Wood continued to teach painting and mural design at the University of Iowa, though not without controversy. Wood chafed under the art department’s structure and requested a new “creative art program.” The changes did not come, and he was given a sabbatical for the 1940-1941 academic year. In May 1941, Wood and his personal secretary, Park Rinard, spoke to allegations about his teaching style and work process. All charges were denied, and none were proven. Wood’s response was to leave the university, to focus on his art, and to open a studio at Clear Lake, Iowa. A December 1941 surgery in Iowa City revealed pancreatic cancer; while hospitalized, he signed copies of his final work, the lithograph, Family Doctor. Grant Wood died February 13, 1943. His memorial service and funeral were held at Turner Mortuary in Cedar Rapids. He was later buried in Riverside Cemetery, Anamosa, Iowa, next to his mother, Hattie Wood.

Selected Sources

Carnegie Corporation of New York. (n.d.). Grant Files, ca. 1911-1988: Stone City Art Colony, 1933-1934. Columbia University, Rare Book and Manuscript Library, Butler Library. New York, New York.

Corn, Wanda. 1983. Grant Wood, the Regionalist Vision. New Haven, CT: Yale

University Press.

DeLong, Lea Rosson. 2006. When Tillage Begins, Other Arts Follow: Grant Wood and Christian Petersen Murals.
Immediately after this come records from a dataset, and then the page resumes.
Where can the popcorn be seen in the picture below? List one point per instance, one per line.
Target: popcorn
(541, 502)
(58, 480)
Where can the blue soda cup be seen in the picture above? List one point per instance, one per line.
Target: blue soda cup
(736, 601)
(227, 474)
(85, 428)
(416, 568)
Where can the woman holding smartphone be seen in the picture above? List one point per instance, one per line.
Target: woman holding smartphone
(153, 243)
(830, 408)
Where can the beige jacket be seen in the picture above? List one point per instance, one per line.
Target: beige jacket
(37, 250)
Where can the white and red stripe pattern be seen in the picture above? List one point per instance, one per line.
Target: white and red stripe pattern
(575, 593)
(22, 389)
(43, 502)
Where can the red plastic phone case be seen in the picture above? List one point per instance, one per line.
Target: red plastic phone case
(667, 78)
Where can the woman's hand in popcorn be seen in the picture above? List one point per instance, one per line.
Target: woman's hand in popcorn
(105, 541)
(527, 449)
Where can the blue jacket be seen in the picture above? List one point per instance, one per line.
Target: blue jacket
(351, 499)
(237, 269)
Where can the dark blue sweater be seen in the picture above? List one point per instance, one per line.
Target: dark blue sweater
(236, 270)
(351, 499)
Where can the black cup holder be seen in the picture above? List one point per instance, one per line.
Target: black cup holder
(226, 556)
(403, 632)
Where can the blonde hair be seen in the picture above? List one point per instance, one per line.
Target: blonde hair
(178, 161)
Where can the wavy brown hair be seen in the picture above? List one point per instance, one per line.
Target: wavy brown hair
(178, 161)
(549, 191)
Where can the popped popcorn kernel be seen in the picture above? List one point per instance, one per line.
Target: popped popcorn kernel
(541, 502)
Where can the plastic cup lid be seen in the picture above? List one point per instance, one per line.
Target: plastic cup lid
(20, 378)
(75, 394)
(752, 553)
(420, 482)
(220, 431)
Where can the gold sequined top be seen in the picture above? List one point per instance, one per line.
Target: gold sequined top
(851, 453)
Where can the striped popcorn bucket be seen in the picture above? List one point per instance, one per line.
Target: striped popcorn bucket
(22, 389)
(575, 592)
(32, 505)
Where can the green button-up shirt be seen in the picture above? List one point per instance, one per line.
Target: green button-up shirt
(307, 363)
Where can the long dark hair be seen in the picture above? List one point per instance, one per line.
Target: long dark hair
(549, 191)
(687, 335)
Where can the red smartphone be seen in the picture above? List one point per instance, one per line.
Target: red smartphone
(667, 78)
Ames, IA: University Museums, Iowa State University.

Dennis, James. 1975. Grant Wood: A Study in American Art and Culture. New York: Viking Press.

Evans, Tripp. 2010. Grant Wood: A Life. New York: Knopf.

Grant Wood Papers. (n.d.) Special Collections and University Archives, University of Iowa. Iowa City, Iowa.

John Cantwell Reid Papers. (n.d.). Special Collections and University Archives, University of Iowa. Iowa City, Iowa.

Milosch, Jane, ed. 2005. Grant Wood’s Studio: Birthplace of American Gothic. Munich: Prestel.